WASHINGTON — Democrat Chellie Pingree raised $141,966 more than Republican Charlie Summers in Maine’s 1st Congressional District race in the quarter ending Sept. 30.
That bringing her fundraising total for the campaign to $1,977,732, according to filings with the Federal Election Commission.
The Pingree campaign raised $382,947 from July to September and had $358,628 to spend as of Sept. 30. Summers raised $240,981 during the third quarter, bringing his total receipts to $530,353, with $137,382 cash on hand.
The two are competing for the House seat that Democratic Rep. Tom Allen is leaving to challenge Republican Sen. Susan Collins next month.
Much of Pingree’s money was raised before the June 10 Democratic primary. According to filings with the commission, Pingree, who won the six-way primary race with 44 percent of the vote, raised $1.59 million and spent $1.4 million as of June 30.
Adam Cote, who came in second in the Democratic primary with 28 percent of the vote, raised $660,471 as of June 30, the secondhighest amount raised for the primary.
Pingree faced a number of strong opponents in the primary, said Mark Brewer, assistant professor of political science at the University of Maine in Orono. “And running a competitive race in that primary campaign certainly was going to cost money,” Brewer said. “So I think it was certainly appropriate to raise that much.”
The biggest expense has been television advertising, said Willy Ritch, the Pingree campaign spokesman. “It’s expensive to buy TV time,” he said.
Ritch said that nearly one-third of the third-quarter donations came from online contributions and more than 700 persons were first-time contributors. Altogether nearly 5,000 people contributed to the campaign, 77 percent of whom gave less than $200, Ritch said. The names of people who contribute less than $200 are not required to be reported in the filings with the election commission.
“Chellie continues to build momentum, and she has a tremendous amount of grassroots support,” Ritch said in a statement. “Every day new supporters come to the campaign.”
Summers’ campaign manager, Chris Averill, said the majority of Summers’ third-quarter contributors were new to the campaign.
“Voters aren’t going to vote on how much each campaign has raised,” Averill said. “They are going to vote on issues that matter to them and messages that they hear from each campaign and each candidate about solutions they have to deal with our problems that we have in America and challenges we face.”
Pingree was first elected in 1992 to the Maine Senate and became Maine’s second female Senate majority leader in 1996. In 2002 she ran for the U.S. Senate against Collins and lost by 16 percentage points. Pingree also served as president and CEO of Common Cause, a non-partisan citizen lobbying group based in Washington.
Pingree’s name recognition and history in Maine politics helps her to raise money, Brewer said. Pingree also is more successful at raising money because she is recognized as the frontrunner, Brewer said. And her work in Washington also built connections with out-of-state donors, he said.
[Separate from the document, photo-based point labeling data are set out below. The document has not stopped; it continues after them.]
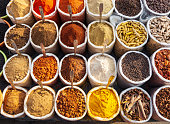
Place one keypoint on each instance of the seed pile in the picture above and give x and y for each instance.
(71, 103)
(128, 7)
(131, 33)
(135, 66)
(163, 102)
(160, 29)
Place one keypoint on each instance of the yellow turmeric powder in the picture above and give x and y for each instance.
(103, 103)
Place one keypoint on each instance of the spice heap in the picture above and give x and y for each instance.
(41, 31)
(135, 66)
(45, 68)
(70, 32)
(76, 5)
(93, 6)
(14, 101)
(47, 5)
(159, 28)
(103, 103)
(40, 102)
(4, 28)
(136, 105)
(20, 7)
(160, 6)
(128, 7)
(163, 102)
(100, 32)
(19, 34)
(102, 67)
(76, 64)
(71, 103)
(17, 68)
(131, 33)
(162, 60)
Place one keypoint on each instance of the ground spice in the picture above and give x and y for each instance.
(99, 33)
(76, 5)
(135, 66)
(14, 101)
(40, 102)
(163, 102)
(102, 67)
(131, 33)
(47, 5)
(19, 34)
(93, 6)
(4, 28)
(76, 64)
(20, 7)
(159, 28)
(128, 7)
(41, 31)
(71, 103)
(133, 103)
(45, 68)
(103, 103)
(162, 63)
(17, 68)
(70, 32)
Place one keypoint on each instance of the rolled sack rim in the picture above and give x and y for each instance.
(2, 110)
(56, 75)
(100, 118)
(28, 73)
(74, 83)
(22, 48)
(79, 46)
(121, 109)
(62, 116)
(149, 31)
(89, 70)
(136, 47)
(154, 67)
(137, 83)
(130, 17)
(101, 47)
(26, 99)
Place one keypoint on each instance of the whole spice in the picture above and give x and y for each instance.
(102, 67)
(128, 7)
(136, 105)
(17, 68)
(71, 103)
(103, 103)
(76, 64)
(40, 102)
(76, 5)
(163, 102)
(70, 32)
(47, 5)
(131, 33)
(100, 32)
(135, 66)
(160, 6)
(20, 7)
(93, 6)
(19, 34)
(14, 101)
(162, 63)
(159, 28)
(41, 31)
(45, 68)
(4, 28)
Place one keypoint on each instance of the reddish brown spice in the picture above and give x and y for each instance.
(70, 32)
(162, 63)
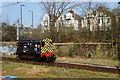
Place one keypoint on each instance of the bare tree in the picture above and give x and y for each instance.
(55, 9)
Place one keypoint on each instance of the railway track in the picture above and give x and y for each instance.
(67, 65)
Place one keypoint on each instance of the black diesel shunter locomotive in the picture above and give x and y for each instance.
(36, 49)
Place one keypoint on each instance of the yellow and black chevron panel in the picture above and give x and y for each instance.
(48, 46)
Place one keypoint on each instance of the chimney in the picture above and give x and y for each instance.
(58, 13)
(31, 26)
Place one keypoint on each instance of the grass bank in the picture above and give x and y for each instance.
(23, 70)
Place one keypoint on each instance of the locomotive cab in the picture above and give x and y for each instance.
(36, 49)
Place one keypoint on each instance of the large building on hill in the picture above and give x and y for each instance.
(96, 20)
(65, 20)
(70, 19)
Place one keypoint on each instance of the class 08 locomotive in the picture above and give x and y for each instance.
(36, 49)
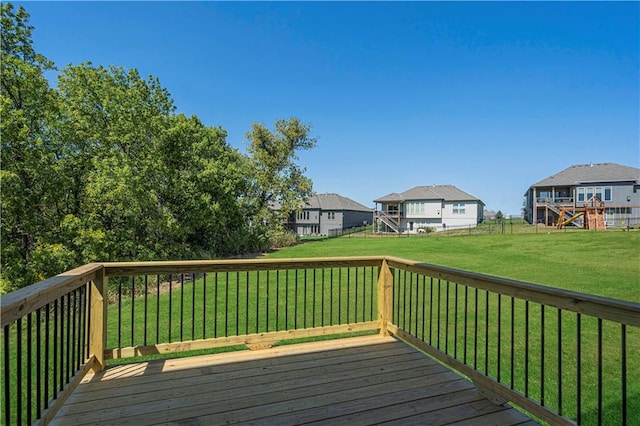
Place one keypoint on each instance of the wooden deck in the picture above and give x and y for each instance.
(364, 380)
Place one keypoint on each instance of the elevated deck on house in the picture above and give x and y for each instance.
(362, 380)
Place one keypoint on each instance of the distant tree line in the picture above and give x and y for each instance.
(102, 168)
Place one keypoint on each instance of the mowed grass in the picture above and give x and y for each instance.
(600, 263)
(603, 263)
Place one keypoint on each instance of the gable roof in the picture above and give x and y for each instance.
(585, 173)
(333, 202)
(430, 192)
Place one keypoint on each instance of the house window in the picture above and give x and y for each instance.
(459, 208)
(416, 208)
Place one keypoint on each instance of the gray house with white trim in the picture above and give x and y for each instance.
(616, 185)
(323, 213)
(436, 206)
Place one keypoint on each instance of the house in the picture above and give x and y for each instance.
(437, 206)
(324, 214)
(617, 186)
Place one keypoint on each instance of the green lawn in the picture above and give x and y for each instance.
(601, 263)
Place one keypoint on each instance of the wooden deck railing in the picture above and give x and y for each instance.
(563, 356)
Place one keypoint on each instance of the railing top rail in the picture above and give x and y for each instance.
(21, 302)
(195, 266)
(602, 307)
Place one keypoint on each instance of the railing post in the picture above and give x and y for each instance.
(98, 330)
(385, 296)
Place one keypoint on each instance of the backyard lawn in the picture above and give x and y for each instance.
(600, 263)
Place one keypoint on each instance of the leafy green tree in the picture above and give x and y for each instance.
(29, 176)
(275, 179)
(101, 168)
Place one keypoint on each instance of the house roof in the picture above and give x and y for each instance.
(333, 202)
(585, 173)
(431, 192)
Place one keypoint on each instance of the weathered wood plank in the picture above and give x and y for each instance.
(19, 303)
(360, 408)
(257, 372)
(358, 381)
(247, 339)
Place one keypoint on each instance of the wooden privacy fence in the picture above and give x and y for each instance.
(564, 357)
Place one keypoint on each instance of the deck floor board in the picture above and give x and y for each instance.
(363, 380)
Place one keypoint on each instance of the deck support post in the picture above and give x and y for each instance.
(385, 297)
(98, 330)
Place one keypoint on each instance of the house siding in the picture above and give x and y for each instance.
(622, 207)
(323, 220)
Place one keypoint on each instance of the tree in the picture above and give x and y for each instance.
(29, 176)
(275, 179)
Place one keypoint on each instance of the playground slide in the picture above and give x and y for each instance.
(571, 219)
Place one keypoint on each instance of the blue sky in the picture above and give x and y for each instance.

In the 2nd Congressional District, Democratic Rep. Mike Michaud raised $118,137 during the most recent three-month period, according to filings with the commission. He has raised a total of $748,293 and had $455,191 cash to spend as of Sept. 30.
Republican John Frary reported third-quarter fundraising of $76,288, bringing his total to $221,939, with $15,962 cash on hand. All but $13,227 that the campaign has raised comes from the candidate himself.
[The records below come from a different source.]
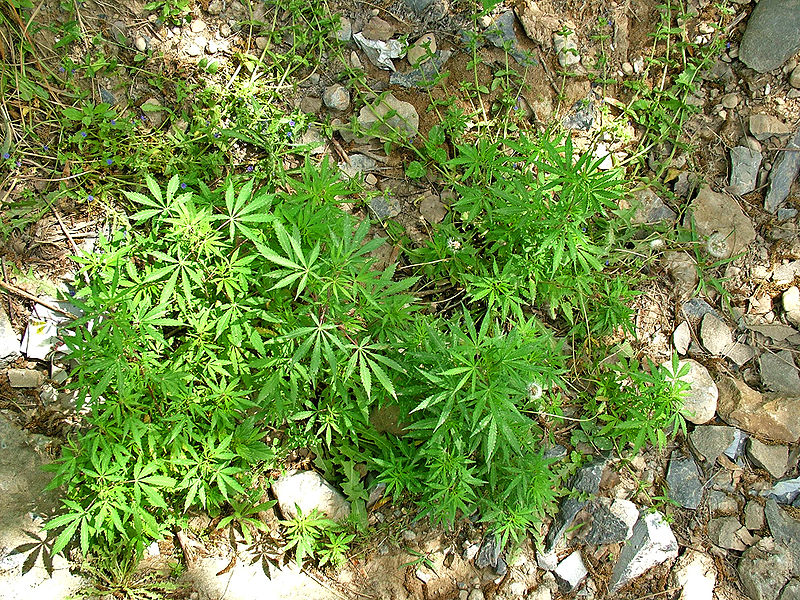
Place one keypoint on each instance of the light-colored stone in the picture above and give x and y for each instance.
(695, 574)
(767, 416)
(716, 213)
(773, 459)
(418, 52)
(652, 543)
(308, 491)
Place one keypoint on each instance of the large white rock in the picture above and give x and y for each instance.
(652, 543)
(308, 490)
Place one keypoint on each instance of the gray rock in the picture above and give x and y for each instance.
(711, 441)
(24, 378)
(385, 207)
(745, 164)
(388, 118)
(772, 34)
(783, 173)
(779, 373)
(336, 97)
(571, 572)
(683, 480)
(724, 532)
(421, 50)
(9, 342)
(764, 569)
(695, 574)
(308, 491)
(612, 521)
(652, 543)
(763, 126)
(682, 337)
(754, 516)
(715, 335)
(651, 208)
(424, 76)
(785, 492)
(715, 213)
(377, 29)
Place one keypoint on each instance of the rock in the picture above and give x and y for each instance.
(794, 77)
(421, 50)
(724, 532)
(682, 337)
(695, 574)
(764, 569)
(385, 207)
(783, 174)
(336, 97)
(700, 402)
(791, 305)
(779, 373)
(587, 481)
(772, 35)
(683, 271)
(388, 118)
(713, 212)
(612, 521)
(773, 459)
(9, 342)
(683, 481)
(652, 543)
(745, 164)
(432, 209)
(710, 441)
(378, 30)
(715, 335)
(566, 49)
(570, 572)
(765, 126)
(345, 31)
(308, 491)
(651, 209)
(24, 378)
(769, 416)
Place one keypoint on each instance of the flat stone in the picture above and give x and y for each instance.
(682, 337)
(716, 213)
(571, 572)
(767, 416)
(772, 35)
(389, 118)
(700, 401)
(696, 575)
(612, 521)
(745, 164)
(723, 532)
(652, 543)
(764, 569)
(779, 373)
(710, 441)
(24, 378)
(683, 481)
(773, 459)
(783, 173)
(308, 491)
(763, 126)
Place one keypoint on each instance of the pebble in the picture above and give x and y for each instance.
(336, 97)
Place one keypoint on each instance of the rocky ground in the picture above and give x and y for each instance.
(713, 516)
“The money I spent comes almost entirely from my own savings,” Frary said. “I didn’t wish to have any special interest PAC or union contributions.”
He said his money was spent almost entirely on advertisements in local newspapers throughout the district and he would keep spending on advertisements.
“My plan … is to go wherever I’m invited to address a crowd of people,” Frary said.
Michaud campaign manager Greg Olson said: “People are very concerned about the economy. We are going to campaign hard for the next several weeks, meeting the voters and asking them to send Michaud back to Congress.”